Table 3: Evaluation metrics of the various model configurations
Model	Overall Accuracy	F1-Score	ROC AUC
EdgeConv	0.55	0.54	0.74
Point Transformer	0.61	0.62	0.80
Multi-Branch	0.58	0.59	0.76
EdgeConv + Metrics Network	0.69	0.70	0.88
Point Transformer + Metrics Network	0.69	0.70	0.87
Multi-Branch + Metrics Network	0.69	0.69	0.86

Figure 11: Point cloud samples for each species, with associated predicted probability from each model

Why This Matters for Forest Inventories

This approach reduces the need for manual interpretation and enables tree-level species mapping over large forested areas. By using data that are already commonly collected for forest inventories, the method is well suited for operational use. It demonstrates how deep learning can be used for enhanced forest inventories by adding detailed species information in a scalable and automated way.

Key Take-Home Messages

ALS can support individual tree species mapping at large scales using deep learning
Automated workflows are critical for making deep learning practical in forestry
Combining raw 3D data with simple summary metrics improves prediction performance
Dual-stream deep learning provides a simple and effective way to combine different types of ALS-based forest information.

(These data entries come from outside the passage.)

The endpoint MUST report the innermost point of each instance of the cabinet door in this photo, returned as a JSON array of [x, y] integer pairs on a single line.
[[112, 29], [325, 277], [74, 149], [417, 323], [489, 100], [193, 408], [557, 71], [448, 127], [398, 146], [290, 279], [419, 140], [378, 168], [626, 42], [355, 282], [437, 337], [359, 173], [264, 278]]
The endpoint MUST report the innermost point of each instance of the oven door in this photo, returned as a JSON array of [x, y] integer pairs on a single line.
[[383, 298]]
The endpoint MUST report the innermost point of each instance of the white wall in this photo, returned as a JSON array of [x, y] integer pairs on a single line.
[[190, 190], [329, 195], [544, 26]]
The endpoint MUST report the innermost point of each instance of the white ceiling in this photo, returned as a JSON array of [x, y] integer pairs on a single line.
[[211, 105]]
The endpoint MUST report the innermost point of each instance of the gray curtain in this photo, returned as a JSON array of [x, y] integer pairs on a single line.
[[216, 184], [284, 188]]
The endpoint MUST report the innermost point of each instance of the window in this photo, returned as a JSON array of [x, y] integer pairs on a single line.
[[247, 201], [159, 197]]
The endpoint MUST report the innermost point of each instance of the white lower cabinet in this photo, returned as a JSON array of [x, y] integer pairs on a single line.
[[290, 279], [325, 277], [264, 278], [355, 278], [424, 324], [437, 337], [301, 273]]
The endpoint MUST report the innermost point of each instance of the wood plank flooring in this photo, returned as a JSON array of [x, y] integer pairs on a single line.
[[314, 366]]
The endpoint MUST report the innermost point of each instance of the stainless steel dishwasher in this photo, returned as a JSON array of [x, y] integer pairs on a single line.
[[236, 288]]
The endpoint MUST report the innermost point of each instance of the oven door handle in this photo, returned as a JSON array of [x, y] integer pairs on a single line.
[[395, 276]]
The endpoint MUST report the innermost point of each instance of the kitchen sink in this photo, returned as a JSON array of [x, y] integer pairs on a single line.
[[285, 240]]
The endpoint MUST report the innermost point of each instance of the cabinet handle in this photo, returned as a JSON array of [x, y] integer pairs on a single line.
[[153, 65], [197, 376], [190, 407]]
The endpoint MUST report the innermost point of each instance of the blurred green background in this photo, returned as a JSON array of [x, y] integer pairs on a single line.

How Can Deep Learning Change EFI Workflows?

Existing research across many EFI modelling objectives (e.g., species classification, individual tree segmentation, biomass regression, etc.) has demonstrated that deep neural networks (DNNs) operating directly on point cloud data often outperform conventional modelling approaches (e.g., random forest) that rely on LiDAR metrics. These performance gains are promising and may signal a shift towards greater use of deep learning workflows when developing EFIs. With further research involving benchmarking and model development, we may see improvements offered by DNNs for EFIs across Canada. However, it remains critical to weigh performance gains against model complexity and computational demands when considering the operational use of deep learning for EFIs.